Amol S. Navathe (
Joshua M. Liao is an assistant professor in the Department of Medicine at the University of Washington School of Medicine, in Seattle.
Health Aff (Millwood). 2018 Jun;37(6):854-863. doi: 10.1377/hlthaff.2017.1358.
We analyzed data from Medicare and the American Hospital Association Annual Survey to compare characteristics and baseline performance among hospitals in Medicare's voluntary (Bundled Payments for Care Improvement initiative, or BPCI) and mandatory (Comprehensive Care for Joint Replacement Model, or CJR) joint replacement bundled payment programs. BPCI hospitals had higher mean patient volume and were larger and more teaching intensive than were CJR hospitals, but the two groups had similar risk exposure and baseline episode quality and cost. BPCI hospitals also had higher cost attributable to institutional postacute care, largely driven by inpatient rehabilitation facility cost. These findings suggest that while both voluntary and mandatory approaches can play a role in engaging hospitals in bundled payment, mandatory programs can produce more robust, generalizable evidence. Either mandatory or additional targeted voluntary programs may be required to engage more hospitals in bundled payment programs.

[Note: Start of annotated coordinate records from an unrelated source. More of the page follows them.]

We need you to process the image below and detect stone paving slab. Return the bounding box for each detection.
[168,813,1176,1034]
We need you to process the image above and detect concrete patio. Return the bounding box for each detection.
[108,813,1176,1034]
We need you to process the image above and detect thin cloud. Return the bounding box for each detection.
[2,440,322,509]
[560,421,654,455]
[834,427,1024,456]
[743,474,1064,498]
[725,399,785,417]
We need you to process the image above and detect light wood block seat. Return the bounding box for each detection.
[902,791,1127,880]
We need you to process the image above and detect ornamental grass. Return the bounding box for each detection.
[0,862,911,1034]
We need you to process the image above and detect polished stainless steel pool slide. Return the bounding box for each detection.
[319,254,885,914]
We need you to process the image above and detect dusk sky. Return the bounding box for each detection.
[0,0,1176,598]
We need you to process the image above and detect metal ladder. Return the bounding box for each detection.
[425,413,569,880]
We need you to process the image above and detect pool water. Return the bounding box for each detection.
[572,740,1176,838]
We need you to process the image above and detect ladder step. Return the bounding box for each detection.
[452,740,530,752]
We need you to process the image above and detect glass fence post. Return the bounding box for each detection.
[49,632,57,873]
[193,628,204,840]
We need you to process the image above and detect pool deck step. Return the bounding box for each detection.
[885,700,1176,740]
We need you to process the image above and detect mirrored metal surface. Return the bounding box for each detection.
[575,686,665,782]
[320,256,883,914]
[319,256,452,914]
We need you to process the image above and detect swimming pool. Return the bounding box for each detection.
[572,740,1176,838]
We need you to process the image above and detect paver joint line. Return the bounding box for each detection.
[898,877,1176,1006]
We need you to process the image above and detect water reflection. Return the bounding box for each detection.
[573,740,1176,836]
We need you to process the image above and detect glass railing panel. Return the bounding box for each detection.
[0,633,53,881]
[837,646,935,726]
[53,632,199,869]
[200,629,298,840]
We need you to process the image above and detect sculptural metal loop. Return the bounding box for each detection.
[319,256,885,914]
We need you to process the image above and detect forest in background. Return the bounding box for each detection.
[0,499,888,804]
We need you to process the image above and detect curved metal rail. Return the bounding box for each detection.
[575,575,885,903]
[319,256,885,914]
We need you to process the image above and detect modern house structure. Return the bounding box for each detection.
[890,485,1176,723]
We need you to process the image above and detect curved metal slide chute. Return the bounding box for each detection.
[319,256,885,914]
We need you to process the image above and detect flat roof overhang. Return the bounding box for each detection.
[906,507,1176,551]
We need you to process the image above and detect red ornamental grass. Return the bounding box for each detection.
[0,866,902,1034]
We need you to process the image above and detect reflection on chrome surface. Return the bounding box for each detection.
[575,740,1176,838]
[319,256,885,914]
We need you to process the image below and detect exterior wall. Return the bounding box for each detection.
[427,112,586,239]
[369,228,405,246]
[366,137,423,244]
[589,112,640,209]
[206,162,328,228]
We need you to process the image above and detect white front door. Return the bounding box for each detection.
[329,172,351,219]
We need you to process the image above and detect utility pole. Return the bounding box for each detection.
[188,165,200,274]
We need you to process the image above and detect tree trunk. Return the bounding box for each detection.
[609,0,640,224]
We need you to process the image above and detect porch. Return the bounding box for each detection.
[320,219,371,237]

我们分析了医疗保险和美国医院协会年度调查的数据,以比较医疗保险自愿性(捆绑支付改善护理计划,或 BPCI)和强制性(关节置换综合护理模式,或 CJR)关节置换捆绑支付计划中医院的特征和基线绩效。BPCI 医院的平均患者量较高,规模较大,教学强度较高,而 CJR 医院则风险暴露、基线发病质量和成本相似。BPCI 医院的机构后期护理成本也较高,主要是由于住院康复设施成本较高。这些发现表明,虽然自愿和强制方法都可以在捆绑支付方面发挥作用,但强制方案可以产生更强大、更具普遍性的证据。可能需要强制性或额外的有针对性的自愿方案来让更多的医院参与捆绑支付计划。